Materials and Methods:
ER patients undergoing abdominal CT between 2017-2019 were prospectively studied. Patients with splenic abnormality or relevant comorbidity (liver disease, hematologic disorders, malignancy, etc.) and patients with incomplete clinical data were excluded. 996 subjects (age 44.2 ± 15; 51.9% female; 80.1% Caucasian; BMI 30 ± 7.9) were included in final analysis. Spleen dimensions on 3 orthogonal planes, max craniocaudal length (maxCC), as well as spleen volume using semi-automated segmentation were measured. Subject demographics, height, and weight were recorded. Statistical analysis including Spearman’s correlation and Wilcoxon rank-sum test as well as multiple linear regression analysis were performed.

Results:
Mean volume, craniocaudal length, and maxCC length were 244±119 cc, 7.4±2 cm, and 10.5±1.6 cm, respectively.

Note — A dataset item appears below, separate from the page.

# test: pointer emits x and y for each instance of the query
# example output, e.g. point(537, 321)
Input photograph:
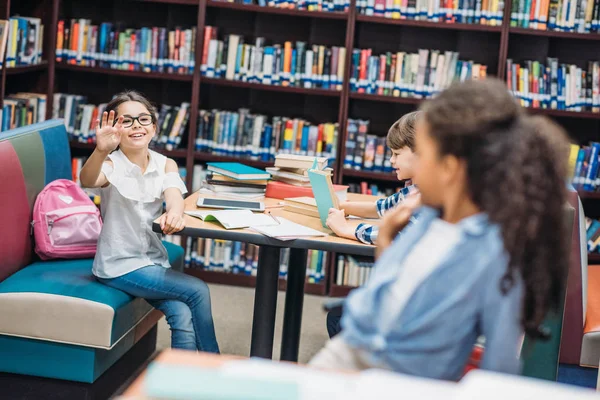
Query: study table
point(265, 299)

Estimated volume, using elliptical formula, strongly correlated with true splenic volume (?=0.87; p<0.0001) although there was non-significant tendency for underestimation. Among one-dimensional measures, maxCC had highest correlation with volume (?=0.8; p<0.0001). Splenic size and volume were significantly different between sexes (p= <0.0001). The 95th percentile of volume and maxCC length respectively were 499 cc and 13.8 cm in males, and 396 cc and 12.5 cm in females. Univariate analysis showed African American race, female sex, BMI, height, and weight as statically significant predictors of volume (with coefficients of -89, -59, 4.9, 4.3, and 2.3, respectively; p<0.0001). A multivariate model based on sex, race, height, weight, and age reliably predicted splenic volume (F[5, 990] =114.49; p<0.0001; R2=0.366).

Conclusion:
Determination of splenomegaly has significant clinical importance. The threshold to use for this designation should be adjusted based on patient demographic and anthropometric factors. Splenic size was most notably affected by sex, race, and height. These factors should be considered when determining splenomegaly. Maximal craniocaudal length had the highest correlation with splenic volume and may be the best uni-dimensional measurement to replace true volume.